"Wild Bill" Kelly
- Kelly in 1927

No. 18, 23, 24
- Positions: Blocking back, tailback

Personal information
- Born: June 24, 1905 Denver, Colorado, U.S.
- Died: November 14, 1931 (aged 26) New York, New York, U.S.
- Listed height: 5 ft 10 in (1.78 m)
- Listed weight: 184 lb (83 kg)

Career information
- College: Montana

Career history
- New York Yankees (1927–1928); Frankford Yellow Jackets (1929); Brooklyn Dodgers (1930);

Awards and highlights
- Second-team All-American (1926); 2× First-team All-PCC (1925, 1926);

Career statistics
- Games played: 52
- Starts: 36
- Touchdowns: 7 Other statistics incomplete
- Stats at Pro Football Reference
- College Football Hall of Fame

= Bill Kelly (quarterback) =

American football player (1905–1931)

William C. "Wild Bill" Kelly (June 24, 1905 – November 14, 1931) was an American football player who played collegiately at the University of Montana and for several teams in the National Football League (NFL). A star in four sports during his high school days, Kelly was regarded as one of the greatest Montana athletes of the 1920s and among the best passers in the NFL during the late 1920s.

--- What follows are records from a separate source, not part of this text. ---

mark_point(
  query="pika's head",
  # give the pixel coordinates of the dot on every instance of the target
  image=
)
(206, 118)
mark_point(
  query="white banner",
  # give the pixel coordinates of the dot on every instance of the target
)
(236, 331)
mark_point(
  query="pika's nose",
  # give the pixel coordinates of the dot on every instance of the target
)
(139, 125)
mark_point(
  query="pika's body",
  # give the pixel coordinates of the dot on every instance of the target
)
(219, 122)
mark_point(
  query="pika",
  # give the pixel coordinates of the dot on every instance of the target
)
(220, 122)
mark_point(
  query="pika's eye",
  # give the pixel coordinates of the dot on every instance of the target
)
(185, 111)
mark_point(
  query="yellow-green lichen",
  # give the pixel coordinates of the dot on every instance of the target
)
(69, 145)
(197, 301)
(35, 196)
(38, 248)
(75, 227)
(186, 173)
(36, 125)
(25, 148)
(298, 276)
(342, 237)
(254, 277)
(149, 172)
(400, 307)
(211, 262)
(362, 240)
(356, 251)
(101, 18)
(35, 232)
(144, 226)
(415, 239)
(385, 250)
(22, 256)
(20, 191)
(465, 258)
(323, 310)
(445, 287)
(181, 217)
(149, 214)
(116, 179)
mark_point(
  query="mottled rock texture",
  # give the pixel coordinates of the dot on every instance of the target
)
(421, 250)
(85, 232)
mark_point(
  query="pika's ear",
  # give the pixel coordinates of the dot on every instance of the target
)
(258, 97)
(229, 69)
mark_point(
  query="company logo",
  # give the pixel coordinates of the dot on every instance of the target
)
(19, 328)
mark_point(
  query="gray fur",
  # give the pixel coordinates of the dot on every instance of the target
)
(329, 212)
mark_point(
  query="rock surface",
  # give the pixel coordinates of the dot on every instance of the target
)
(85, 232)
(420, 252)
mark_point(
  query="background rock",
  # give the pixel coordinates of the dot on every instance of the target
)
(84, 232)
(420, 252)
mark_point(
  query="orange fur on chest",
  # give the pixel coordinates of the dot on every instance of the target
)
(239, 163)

He was posthumously inducted into the College Football Hall of Fame in 1969.

==Biography==
===Early life===

Bill Kelly was born in Denver, Colorado, on June 24, 1905, the son of James and Annie Kelly. His father had been a farmer in South Dakota before moving to Denver to enter the wholesale liquor business. Unfortunately, James Kelly died of pneumonia at the age of 38 and in 1909 the four-year old's mother moved with her son to Butte, Montana, where she married a Northern Pacific Railroad employee named Otis Johnson Price. The family soon moved to Missoula, located in the western part of the state, which became the town in which Kelly grew up.

A gifted athlete, Kelly was a star in four sports during his younger years — football, baseball, basketball, and track.

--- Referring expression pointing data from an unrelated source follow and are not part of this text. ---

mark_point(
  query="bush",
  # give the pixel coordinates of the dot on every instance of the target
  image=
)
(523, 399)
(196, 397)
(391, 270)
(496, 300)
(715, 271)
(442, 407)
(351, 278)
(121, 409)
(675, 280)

It was on the gridiron where he made his greatest mark. Kelly's legend started when he led Missoula High School to the school's first state championship in 1921.

The win made Kelly a local hero, and he was recruited to play for the hometown college, the University of Montana. It was rumored that Notre Dame University sought Kelly's services, but the financial support of a local booster — an automobile dealer named H.O. Bell, who paid Kelly $75 a month to perform a job for which he "didn't perform much work" — was successful in keeping the gridiron star at home.

===College career===

It didn't take long for him to make his mark at the college level — as a sophomore, he ran 9 times for scores of longer than 40 yards. He played quarterback, but he was most noted for his skills as an open-field runner. Kelly also performed as a kick returner and during his final two seasons he ran back 5 kickoffs for scores, including 2 of more than 90 yards.

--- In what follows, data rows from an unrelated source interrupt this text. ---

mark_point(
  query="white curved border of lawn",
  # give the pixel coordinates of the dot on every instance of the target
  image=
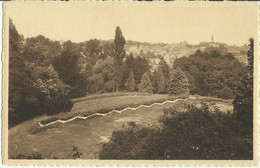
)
(113, 111)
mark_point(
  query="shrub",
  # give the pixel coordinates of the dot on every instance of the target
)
(146, 84)
(198, 131)
(179, 83)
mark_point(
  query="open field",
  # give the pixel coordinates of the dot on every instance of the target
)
(89, 134)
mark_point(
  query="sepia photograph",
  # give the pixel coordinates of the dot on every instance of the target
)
(158, 83)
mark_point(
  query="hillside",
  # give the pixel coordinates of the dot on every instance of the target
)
(154, 51)
(88, 135)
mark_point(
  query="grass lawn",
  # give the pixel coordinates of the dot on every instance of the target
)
(56, 140)
(104, 103)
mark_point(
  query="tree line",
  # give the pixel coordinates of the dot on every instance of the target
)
(192, 131)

Although his skills were legendary and he provided fans with their share of excitement, Kelly was not surrounded with enough talent at Montana to deliver a winning season during his college career. He never lost to rival Montana State College, however, leading the team to big wins in 1925 and 1926, games in which scored 7 touchdowns and made 4 interceptions.

In the 1927 East-West Shrine Game, Kelly threw the only touchdown pass of the day, which provided the margin of victory in a 7–3 win by West.

===Professional career===

Kelly initially planned to enter West Point to pursue a career as a military officer following graduation from Montana in the spring of 1927, but C. C. Pyle, organizer of a new New York professional football franchise, sent head coach Ralph Scott to Missoula to induce Kelly to join the legendary Red Grange on the squad. The recruiting mission was successful and Kelly was signed as a member of the 1927 New York Yankees.

In an era in which running the unaerodynamic football dominated the game, Kelly was regarded as a gifted passer. "The Montana star throws amazing forward passes on a straight line as if it was a baseball," one journalist marveled in 1927. The National Football League did not maintain passing records until 1934, however, so Kelly's relative gifts and failures as a passer are regrettably lost to the mists of time.

Kelly would later play for the Frankford Yellow Jackets and Brooklyn Dodgers from 1927 through 1930.

Kelly was regarded as one of the best passers of his era in the NFL. His 1929 teammate George Wilson recalled: "he would go to the left or right, leap into the air and throw a pass, could do it better than anyone other than Benny Friedman of Michigan and later the New York Giants, who was the best in my opinion."

===Death and legacy===

Kelly collapsed suddenly and died while watching a football game in New York at the age of 26.

The College Football Hall of Fame inducted Kelly in 1969, the same year he was voted the greatest football player in Montana history in a poll by the Billings Gazette.

In 1971, he was named as the quarterback of the East-West Shrine Game's all-time team.